Very early after I started I was shown a 2 handed wrist grab release. Practiced it, got good at it and kept it ever since. Perhaps everyone does it, I have no idea. But I would hate to have it lost, it is that good.


So start with the attacker grabs both your wrists to control you.


Of course there are many possible answers. This is what I was taught.


1. Splay open the fingers of both your hands (this causes the attacker to adjust their grip to a small degree.)

2.When the fingers are splayed open, press outward with your wrists. Opening the grabbed arms wider. (The attacker will respond by pressing inward harder to keep control.)

3. Then suddenly slam your arms together. (The attacker pressing inward is a force enhancer that you are using his motion against his control.

4.a. If you want to move right. Slam your right arm into you left splayed fingers, grabbing their left wrist.

4.b. If you want to move left, Slam your left arm into your right splayed fingers, grabbint their right wrist.

5. In either case you are now controlling both their hands. One of them is grabbing a wrist and that hand in turn is grabbing the wrist of the other hand.

6.a. As you establish control of both their hands, your right foot steps out to the right, slightly forward.

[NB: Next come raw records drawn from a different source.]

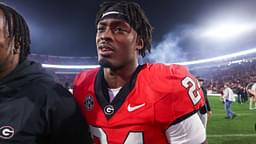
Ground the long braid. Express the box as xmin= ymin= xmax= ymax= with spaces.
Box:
xmin=0 ymin=3 xmax=31 ymax=63
xmin=96 ymin=1 xmax=153 ymax=57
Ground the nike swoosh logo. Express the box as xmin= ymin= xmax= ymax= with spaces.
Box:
xmin=127 ymin=103 xmax=145 ymax=112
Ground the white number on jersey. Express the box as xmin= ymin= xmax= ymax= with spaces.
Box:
xmin=182 ymin=77 xmax=201 ymax=105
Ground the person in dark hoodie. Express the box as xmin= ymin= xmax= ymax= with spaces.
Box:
xmin=0 ymin=3 xmax=90 ymax=144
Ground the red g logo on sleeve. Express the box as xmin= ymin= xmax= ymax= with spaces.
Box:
xmin=0 ymin=126 xmax=14 ymax=139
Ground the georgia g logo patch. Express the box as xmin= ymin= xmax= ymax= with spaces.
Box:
xmin=0 ymin=126 xmax=14 ymax=139
xmin=84 ymin=96 xmax=94 ymax=111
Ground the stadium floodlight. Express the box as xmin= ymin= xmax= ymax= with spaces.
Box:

At the same time you snap your right arm back into standard chamber.

6.b. As you establish control of both their hands, your left foot steps out to the left, slightly forward. At the same time you snap your left arm back into standard chamber.

7. As your free hand is in chamber, immediately strike with the free hand, such as to the face, jaw, neck or ribs. In practice we normally struck to the face. (you have the choice of target of opportunity in any case).


This is very swift and your hands move quicker than their ability to adjust their holding grip.


To be perfectly clear there are innumerable excellent double wrist grab releases. This one has always served me well.